No matter what her age, unless a woman eats organically grown fruits and vegetables, she will be exposed to exogenous estrogens. Also if a woman is pregnant, her developing baby boy or girl, will also be exposed to exogenous estrogens in the foods that she eats. For example, if a pregnant woman eats fruits and vegetables which have been sprayed with pesticides, the developing baby [fetus] in her uterus will be exposed to these estrogens at a time when baby’s body is still developing. It is still not known what the long–term problems this could cause either the pregnant woman or the baby.
Plastic containers are used by many women for either storing foods in or for use in microwave cooking. Exogenous estrogens leech from the plastic containers into the foods, especially if the foods are acidic, such as tomato sauce. More and more convenience foods in microwavable plastic trays are being put out on the market. Not only are men and women exposed to the exogenous estrogens, but also children and teenagers, whose bodies are rapidly growing.

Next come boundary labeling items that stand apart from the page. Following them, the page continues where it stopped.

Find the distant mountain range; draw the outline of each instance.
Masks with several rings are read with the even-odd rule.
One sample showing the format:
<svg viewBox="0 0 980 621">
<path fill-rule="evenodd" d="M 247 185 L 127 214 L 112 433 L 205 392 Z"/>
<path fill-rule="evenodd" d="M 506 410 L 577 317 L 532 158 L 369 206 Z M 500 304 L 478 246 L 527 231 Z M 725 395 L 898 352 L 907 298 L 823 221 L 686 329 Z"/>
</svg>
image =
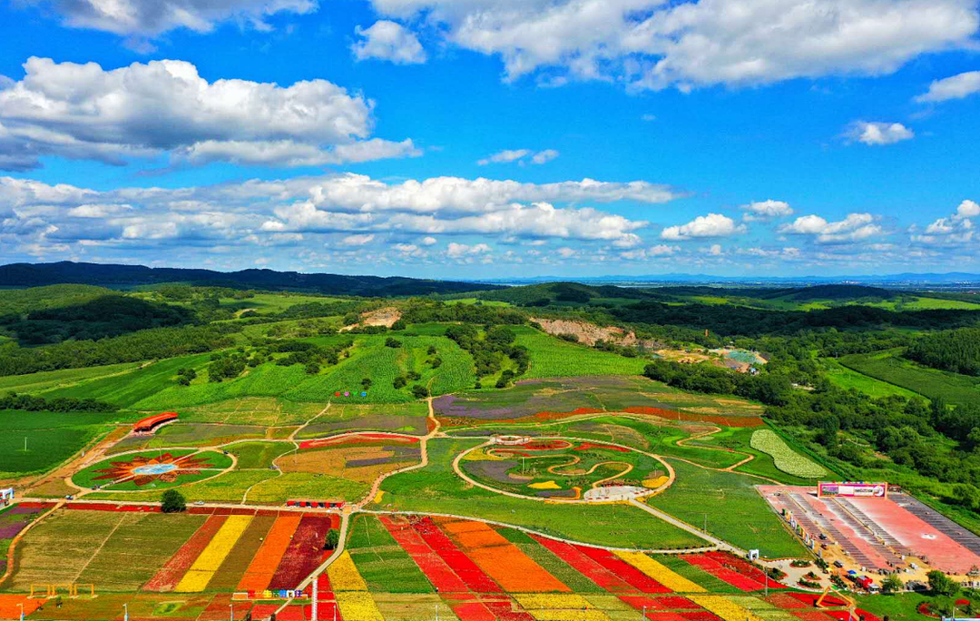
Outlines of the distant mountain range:
<svg viewBox="0 0 980 621">
<path fill-rule="evenodd" d="M 334 295 L 427 295 L 500 288 L 477 283 L 429 281 L 401 277 L 300 274 L 273 270 L 216 272 L 181 268 L 148 268 L 142 265 L 100 263 L 12 263 L 0 266 L 0 286 L 43 285 L 98 285 L 125 287 L 162 283 L 187 283 L 234 288 L 305 290 Z"/>
<path fill-rule="evenodd" d="M 808 286 L 814 285 L 865 285 L 892 288 L 940 286 L 942 288 L 976 288 L 980 286 L 980 274 L 949 272 L 945 274 L 887 274 L 875 276 L 710 276 L 707 274 L 658 274 L 646 276 L 597 276 L 569 279 L 559 276 L 542 276 L 526 279 L 489 279 L 484 282 L 497 285 L 537 285 L 555 282 L 582 283 L 588 285 L 615 285 L 619 286 L 656 286 L 659 285 L 696 284 L 762 286 Z"/>
<path fill-rule="evenodd" d="M 161 283 L 188 283 L 262 288 L 267 290 L 307 290 L 329 294 L 388 296 L 427 295 L 430 293 L 465 293 L 519 285 L 575 282 L 584 285 L 619 286 L 657 286 L 701 285 L 724 286 L 813 286 L 820 285 L 862 285 L 887 288 L 943 289 L 980 288 L 980 274 L 949 272 L 945 274 L 889 274 L 877 276 L 710 276 L 707 274 L 661 274 L 644 276 L 599 276 L 568 278 L 542 276 L 534 278 L 481 279 L 478 282 L 437 281 L 403 277 L 345 276 L 339 274 L 303 274 L 273 270 L 217 272 L 183 268 L 149 268 L 142 265 L 101 263 L 12 263 L 0 266 L 0 286 L 39 286 L 43 285 L 98 285 L 126 287 Z"/>
</svg>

Other sources of exogenous estrogens are plant estrogens [also known as phytoestrogens], soaps, wood paneling, furniture, car exhaust, carpeting and industrial waste products.
The web page www.foodnews.org, produced by the Environmental Working Group, allows women to see which are the best and the worst foods in terms of their absorption of pesticides. This information assists women in better selecting which foods they should buy organically if they're only able to afford to buy some of them organically. The web page www.ewg.org is an excellent source of information about environmental toxins and hazards.